Le président de la COMCO Vincent Martenet s'est, de son côté, réjoui de la "richesse" de l'année 2016 du point de vue des décisions prises. L'autorité s'est notamment prononcée sur le conflit à propos des droits de retransmission entre Swisscom et les autres opérateurs du câble, ainsi que sur plusieurs cartels entre constructeurs ou entre banquiers (Libor).

"Ces affaires nous enseignent que les cartels continuent d'exister en Suisse", note le Neuchâtelois. "Il est nécessaire de rester vigilant."

Vincent Martenet souligne aussi que la COMCO a exécuté pour la première fois à une procédure hybride dans le cadre du cartel Libor. Les entreprises souhaitant régler le conflit rapidement ont ainsi pu sortir de la procédure après un accord à l'amiable, alors que les autres ont pu poursuivre leurs démarches. Satisfaite du résultat, la COMCO entend utiliser cette procédure plus fréquemment à l'avenir.

Nouvelle méthode

Autre innovation: le développement d'une nouvelle méthode grâce à des analyses statistiques de données. Un tel outil permet d'ouvrir de nouvelles procédures à l'encontre de cartels, mais pas de les prouver, précise Vincent Martenet.

"En analysant les données liées à des appels d'offres, par exemple pour la construction d'une route, nous avons décelé un certain nombre de tendances lorsqu'il y a un arrangement entre entreprises", affirme M. Martenet. "Une entreprise propose une offre très basse, environ 2 millions, qui sera choisie. Toutes les autres propositions sont beaucoup plus élevées, autour des 2,5 millions".

Les cartels, assure-t-il, ont un surcoût pour le contribuable qui s'élèverait entre 20 et 25% dans le canton du Tessin par exemple.

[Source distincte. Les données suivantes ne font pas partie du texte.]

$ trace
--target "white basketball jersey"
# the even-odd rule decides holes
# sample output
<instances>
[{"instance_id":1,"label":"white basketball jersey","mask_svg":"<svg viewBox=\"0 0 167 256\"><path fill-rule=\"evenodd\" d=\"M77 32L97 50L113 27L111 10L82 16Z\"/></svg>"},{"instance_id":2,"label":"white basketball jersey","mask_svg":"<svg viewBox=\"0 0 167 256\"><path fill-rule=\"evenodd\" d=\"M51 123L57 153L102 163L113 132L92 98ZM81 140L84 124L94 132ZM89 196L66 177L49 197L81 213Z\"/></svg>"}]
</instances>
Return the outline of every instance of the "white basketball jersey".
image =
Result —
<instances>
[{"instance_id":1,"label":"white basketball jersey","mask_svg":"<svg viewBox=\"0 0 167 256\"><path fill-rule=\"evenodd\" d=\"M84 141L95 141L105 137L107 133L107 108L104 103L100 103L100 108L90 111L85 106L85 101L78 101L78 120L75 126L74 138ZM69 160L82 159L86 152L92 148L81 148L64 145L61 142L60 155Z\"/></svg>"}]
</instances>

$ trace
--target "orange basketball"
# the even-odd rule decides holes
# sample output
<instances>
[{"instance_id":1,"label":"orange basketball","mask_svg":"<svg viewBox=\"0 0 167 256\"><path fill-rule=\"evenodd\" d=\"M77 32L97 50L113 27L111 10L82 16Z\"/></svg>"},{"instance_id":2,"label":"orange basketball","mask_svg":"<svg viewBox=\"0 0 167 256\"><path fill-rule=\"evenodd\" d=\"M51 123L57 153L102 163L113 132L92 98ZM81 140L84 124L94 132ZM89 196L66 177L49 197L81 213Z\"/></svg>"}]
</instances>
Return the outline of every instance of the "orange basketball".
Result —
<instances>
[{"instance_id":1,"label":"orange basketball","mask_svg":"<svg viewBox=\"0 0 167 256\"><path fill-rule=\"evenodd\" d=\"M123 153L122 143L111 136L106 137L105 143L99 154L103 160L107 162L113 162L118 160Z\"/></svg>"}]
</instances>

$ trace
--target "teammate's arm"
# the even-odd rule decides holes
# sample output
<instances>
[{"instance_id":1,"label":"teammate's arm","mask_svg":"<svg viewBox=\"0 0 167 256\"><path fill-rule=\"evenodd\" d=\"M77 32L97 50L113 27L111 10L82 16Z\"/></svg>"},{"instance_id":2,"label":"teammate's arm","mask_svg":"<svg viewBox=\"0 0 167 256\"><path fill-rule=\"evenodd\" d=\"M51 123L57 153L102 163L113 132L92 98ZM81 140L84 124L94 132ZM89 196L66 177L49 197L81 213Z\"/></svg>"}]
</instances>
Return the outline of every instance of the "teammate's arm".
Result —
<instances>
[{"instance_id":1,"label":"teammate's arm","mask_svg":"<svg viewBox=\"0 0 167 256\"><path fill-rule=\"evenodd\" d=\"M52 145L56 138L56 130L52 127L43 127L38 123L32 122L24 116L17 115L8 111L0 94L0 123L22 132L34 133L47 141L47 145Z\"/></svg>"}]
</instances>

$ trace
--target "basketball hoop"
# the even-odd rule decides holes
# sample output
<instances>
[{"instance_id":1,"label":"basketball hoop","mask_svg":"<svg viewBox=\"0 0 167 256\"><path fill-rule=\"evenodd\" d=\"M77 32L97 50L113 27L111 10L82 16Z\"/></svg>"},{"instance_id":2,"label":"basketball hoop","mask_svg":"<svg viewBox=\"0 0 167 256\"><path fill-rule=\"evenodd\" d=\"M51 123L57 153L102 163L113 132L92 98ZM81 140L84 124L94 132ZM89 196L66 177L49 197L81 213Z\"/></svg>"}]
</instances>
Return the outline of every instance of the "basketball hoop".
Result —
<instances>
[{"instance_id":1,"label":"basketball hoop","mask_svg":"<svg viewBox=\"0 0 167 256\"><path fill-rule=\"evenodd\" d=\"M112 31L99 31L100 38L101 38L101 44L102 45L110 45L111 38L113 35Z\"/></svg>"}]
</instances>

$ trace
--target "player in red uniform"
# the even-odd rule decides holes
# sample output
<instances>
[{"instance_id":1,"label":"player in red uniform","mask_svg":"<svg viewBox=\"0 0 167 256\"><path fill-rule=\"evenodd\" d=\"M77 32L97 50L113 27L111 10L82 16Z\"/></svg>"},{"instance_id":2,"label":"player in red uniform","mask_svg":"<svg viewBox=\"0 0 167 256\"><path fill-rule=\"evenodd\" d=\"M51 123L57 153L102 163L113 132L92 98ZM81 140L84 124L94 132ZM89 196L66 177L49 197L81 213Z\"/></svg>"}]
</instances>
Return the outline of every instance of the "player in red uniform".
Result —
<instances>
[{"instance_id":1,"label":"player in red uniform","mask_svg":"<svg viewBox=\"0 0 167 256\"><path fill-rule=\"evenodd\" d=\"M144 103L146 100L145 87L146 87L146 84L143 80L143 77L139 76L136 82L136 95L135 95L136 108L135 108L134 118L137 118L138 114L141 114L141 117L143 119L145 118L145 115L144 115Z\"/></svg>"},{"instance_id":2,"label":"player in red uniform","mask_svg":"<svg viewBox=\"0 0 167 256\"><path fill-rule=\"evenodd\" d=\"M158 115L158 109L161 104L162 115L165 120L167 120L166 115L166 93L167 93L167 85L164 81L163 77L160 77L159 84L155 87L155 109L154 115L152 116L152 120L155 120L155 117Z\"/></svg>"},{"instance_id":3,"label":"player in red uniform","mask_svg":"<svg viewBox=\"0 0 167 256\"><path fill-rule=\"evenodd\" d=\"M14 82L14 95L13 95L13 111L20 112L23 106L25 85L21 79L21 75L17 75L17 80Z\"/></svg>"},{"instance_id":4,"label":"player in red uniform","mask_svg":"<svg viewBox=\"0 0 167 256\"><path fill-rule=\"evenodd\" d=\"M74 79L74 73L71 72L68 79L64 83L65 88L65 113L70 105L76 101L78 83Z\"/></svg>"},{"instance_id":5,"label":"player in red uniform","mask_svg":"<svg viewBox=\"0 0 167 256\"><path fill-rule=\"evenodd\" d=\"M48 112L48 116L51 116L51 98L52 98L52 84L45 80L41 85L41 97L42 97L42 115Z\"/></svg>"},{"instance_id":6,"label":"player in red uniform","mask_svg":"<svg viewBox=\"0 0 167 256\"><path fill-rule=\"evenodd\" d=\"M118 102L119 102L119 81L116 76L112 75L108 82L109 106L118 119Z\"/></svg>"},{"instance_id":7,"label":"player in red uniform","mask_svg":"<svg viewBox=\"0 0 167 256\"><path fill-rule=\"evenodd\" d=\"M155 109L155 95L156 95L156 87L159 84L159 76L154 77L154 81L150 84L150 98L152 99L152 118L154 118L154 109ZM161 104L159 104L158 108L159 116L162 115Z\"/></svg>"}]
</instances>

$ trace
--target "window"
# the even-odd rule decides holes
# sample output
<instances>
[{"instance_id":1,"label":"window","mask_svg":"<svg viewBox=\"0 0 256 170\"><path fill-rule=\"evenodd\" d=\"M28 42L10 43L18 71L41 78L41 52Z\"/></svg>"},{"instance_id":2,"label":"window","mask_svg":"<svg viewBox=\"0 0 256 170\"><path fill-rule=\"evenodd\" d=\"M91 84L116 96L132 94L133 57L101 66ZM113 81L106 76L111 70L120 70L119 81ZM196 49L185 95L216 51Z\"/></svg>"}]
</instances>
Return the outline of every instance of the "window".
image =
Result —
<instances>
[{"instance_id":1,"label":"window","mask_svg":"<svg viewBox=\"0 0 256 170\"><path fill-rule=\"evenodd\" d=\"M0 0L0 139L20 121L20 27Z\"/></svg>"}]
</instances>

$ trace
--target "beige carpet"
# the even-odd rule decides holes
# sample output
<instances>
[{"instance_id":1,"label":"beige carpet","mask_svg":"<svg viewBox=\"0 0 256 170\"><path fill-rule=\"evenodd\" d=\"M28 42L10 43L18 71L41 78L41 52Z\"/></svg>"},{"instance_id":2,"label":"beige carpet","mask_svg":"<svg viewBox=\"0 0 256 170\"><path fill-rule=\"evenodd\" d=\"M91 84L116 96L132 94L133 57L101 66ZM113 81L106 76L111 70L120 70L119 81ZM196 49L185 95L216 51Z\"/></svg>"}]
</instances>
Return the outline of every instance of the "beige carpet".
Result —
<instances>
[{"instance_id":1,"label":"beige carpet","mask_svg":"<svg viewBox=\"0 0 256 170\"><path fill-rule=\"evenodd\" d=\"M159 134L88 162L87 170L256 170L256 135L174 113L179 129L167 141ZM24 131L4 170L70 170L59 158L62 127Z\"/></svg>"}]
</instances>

D'où la nécessité de développer tous les outils possibles pour déceler ces arrangements, conclut-il.

Elmex fait jurisprudence

L'autorité est en outre particulièrement contente de la confirmation par le Tribunal fédéral de l'amende de 4,8 millions de francs qu'elle avait infligée au fabricant de dentifrice Gaba/Elmex. Elle affirme que le jugement va faciliter son intervention contre les cartels, les fixations de prix et les verrouillages du marché dans les contrats de distribution.

Vincent Martenet s'est notamment dit confiant concernant le jugement de l'affaire Nikon grâce à la jurisprudence Gaba/Elmex.

Au total, l'autorité a mené 32 enquêtes l'an dernier. Dans le détail, 22 sont reprises, 4 ont été ouvertes dans l'année et 6 résultent d'une séparation d'une enquête en plusieurs.